En esos primeros momentos de pena, pensaron en ella no como era sino como había sido en salud, con el cabello negro, los brazos rollizos, los ojos alerta y los miembros ágiles.

– Papá, ¿tú estabas con ella? -preguntó, solemne.

– No. La encontré cuando me desperté.

– ¿No tosió?

– Sí, creo recordar que sí. Pero no desperté del todo.

Otra vez quedaron en silencio, esforzándose por aceptar el hecho de que Josephine estaba muerta y nada de lo que pudiesen haber hecho podría haberlo evitado.

– Papá, ¿qué hacemos con Frankie?

– Sí, tenemos que despertar a Frankie.

Pero ninguno de los dos se movió.

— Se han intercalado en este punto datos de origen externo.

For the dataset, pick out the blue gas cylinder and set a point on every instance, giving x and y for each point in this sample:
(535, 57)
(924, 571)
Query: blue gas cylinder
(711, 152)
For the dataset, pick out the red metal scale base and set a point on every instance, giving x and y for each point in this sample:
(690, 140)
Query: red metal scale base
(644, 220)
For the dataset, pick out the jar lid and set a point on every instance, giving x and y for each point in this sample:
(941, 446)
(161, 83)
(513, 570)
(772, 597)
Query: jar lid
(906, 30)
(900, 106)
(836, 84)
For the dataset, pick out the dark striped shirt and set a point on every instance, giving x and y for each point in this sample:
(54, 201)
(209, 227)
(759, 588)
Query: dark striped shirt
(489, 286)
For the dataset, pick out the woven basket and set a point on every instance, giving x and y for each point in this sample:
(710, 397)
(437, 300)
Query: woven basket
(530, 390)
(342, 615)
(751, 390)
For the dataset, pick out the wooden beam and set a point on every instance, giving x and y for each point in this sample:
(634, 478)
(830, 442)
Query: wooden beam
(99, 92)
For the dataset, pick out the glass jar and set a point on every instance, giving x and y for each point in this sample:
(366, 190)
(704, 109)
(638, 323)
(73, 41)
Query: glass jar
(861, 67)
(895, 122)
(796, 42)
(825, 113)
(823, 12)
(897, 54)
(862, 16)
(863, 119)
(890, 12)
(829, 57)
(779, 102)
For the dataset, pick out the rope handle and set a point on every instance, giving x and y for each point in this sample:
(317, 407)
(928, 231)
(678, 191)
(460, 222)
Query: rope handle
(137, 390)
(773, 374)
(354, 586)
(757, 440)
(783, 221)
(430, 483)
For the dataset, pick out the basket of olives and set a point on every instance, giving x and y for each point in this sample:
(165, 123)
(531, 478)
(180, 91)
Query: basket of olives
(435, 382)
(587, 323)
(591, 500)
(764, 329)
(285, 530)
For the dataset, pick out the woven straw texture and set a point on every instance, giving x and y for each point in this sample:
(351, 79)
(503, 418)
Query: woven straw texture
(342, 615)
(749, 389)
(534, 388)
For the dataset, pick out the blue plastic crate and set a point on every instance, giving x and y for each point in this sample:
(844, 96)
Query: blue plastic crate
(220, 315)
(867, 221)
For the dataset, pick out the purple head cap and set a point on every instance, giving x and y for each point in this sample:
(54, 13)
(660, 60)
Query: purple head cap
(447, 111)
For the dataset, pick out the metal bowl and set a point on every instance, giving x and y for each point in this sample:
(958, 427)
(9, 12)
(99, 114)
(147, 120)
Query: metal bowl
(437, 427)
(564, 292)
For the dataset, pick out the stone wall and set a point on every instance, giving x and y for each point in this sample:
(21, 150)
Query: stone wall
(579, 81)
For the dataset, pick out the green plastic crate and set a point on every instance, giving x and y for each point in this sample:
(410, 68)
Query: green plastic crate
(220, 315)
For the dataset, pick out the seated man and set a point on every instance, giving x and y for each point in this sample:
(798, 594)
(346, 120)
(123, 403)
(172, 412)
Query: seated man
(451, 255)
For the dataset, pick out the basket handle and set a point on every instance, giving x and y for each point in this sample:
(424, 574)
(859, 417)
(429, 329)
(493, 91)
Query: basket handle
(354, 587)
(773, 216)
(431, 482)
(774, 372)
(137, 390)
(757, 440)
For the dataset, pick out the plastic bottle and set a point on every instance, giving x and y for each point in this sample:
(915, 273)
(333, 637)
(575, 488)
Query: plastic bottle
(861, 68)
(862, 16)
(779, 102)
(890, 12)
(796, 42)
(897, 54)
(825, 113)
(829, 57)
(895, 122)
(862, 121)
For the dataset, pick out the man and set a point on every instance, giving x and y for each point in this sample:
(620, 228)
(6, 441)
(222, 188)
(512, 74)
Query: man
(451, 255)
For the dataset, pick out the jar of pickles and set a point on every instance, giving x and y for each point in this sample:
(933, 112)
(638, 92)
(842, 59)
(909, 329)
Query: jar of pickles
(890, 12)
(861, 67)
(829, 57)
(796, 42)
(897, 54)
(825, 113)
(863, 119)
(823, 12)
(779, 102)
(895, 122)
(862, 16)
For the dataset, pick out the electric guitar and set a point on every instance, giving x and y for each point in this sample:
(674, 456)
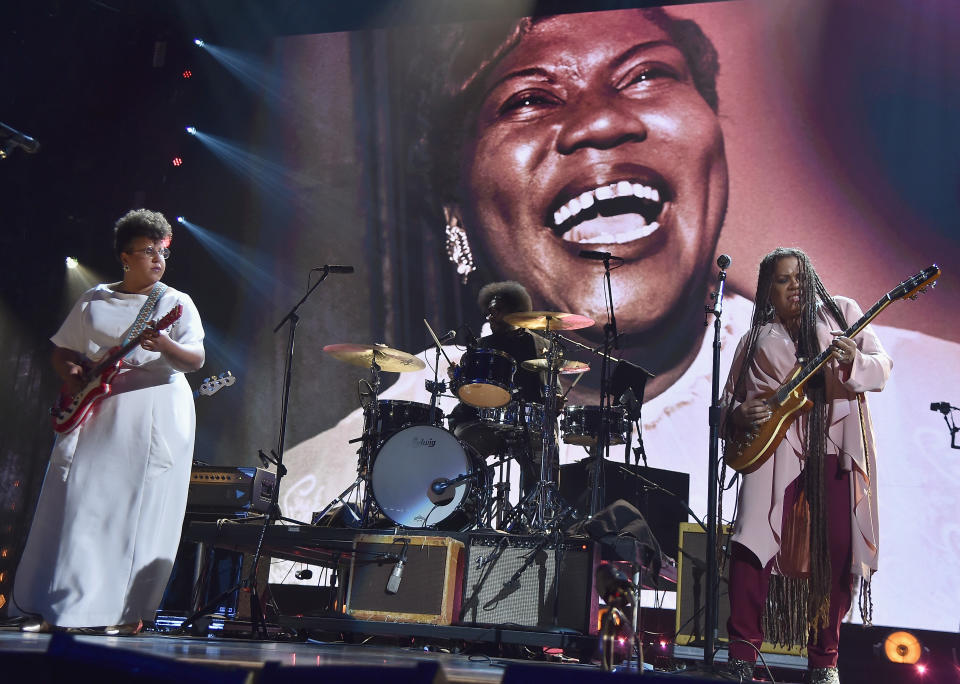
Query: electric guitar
(214, 384)
(750, 449)
(70, 410)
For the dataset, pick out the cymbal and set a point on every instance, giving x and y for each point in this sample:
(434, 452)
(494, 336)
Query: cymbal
(564, 367)
(542, 320)
(389, 359)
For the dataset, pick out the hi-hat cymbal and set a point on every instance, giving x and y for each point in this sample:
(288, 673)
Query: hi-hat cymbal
(389, 359)
(544, 320)
(564, 367)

Sí Fannie, que sabía qué hacer en esa situación con un chico de sólo doce años. Fue a buscar una palangana con agua y, con un paño suave, limpió con delicadeza la boca y el cuello de la esposa de Edwin, la madre de sus hijos. A continuación, encontró una sábana blanca limpia y la extendió sobre las manchadas, tapando la sangre seca. Cuando terminó, se enderezó y contempló con amor a Josephine. El camisón de la propia Fannie estaba arrugado, estaba descalza y su cabello desafiaba la ley de gravedad pero, aun así, emanaba un innegable aire de decoro. Dijo en voz baja:

– Ahora, ve a buscar a Frank, Edwin.

Emily fue de la mano de su padre, llevando la lámpara. Se detuvieron junto a la cama de Frankie y contemplaron al chico dormido, sin ganas de despertarlo con la horrenda noticia, y se apoyaron uno al otro en esa hora de desesperanza.

Al fin, Edwin se sentó y cubrió la mejilla lozana del hijo con su mano grande de trabajador.

– ¿Hijo?

La palabra se le quedó en la garganta. Emily le apretó el hombro y se acercó a hacer su parte.

– ¿Frankie? -dijo en tono suave y cariñoso-. Despiértate, Frankie.

Cuando se despertó parpadeando y frotándose los ojos, la muchacha tomó para sí la carga del padre y dijo:

– Me temo que esta mañana tenemos una mala noticia.

Frankie se despabiló con desusada rapidez y miró a su padre y a su hermana con mirada despejada, poco común en él.

– Mamá ha muerto, ¿verdad?

– Sí, hijo, así es -dijo Edwin.

Frankie era lo bastante joven para no hacer caso de las embrutecedoras normas del duelo Victoriano y expresó lo que sentía, sin cuidarse de otra cosa que manifestar su reacción sincera:

– Me alegro. No le gustaba estar tosiendo todo el tiempo y estar tan enferma y delgada.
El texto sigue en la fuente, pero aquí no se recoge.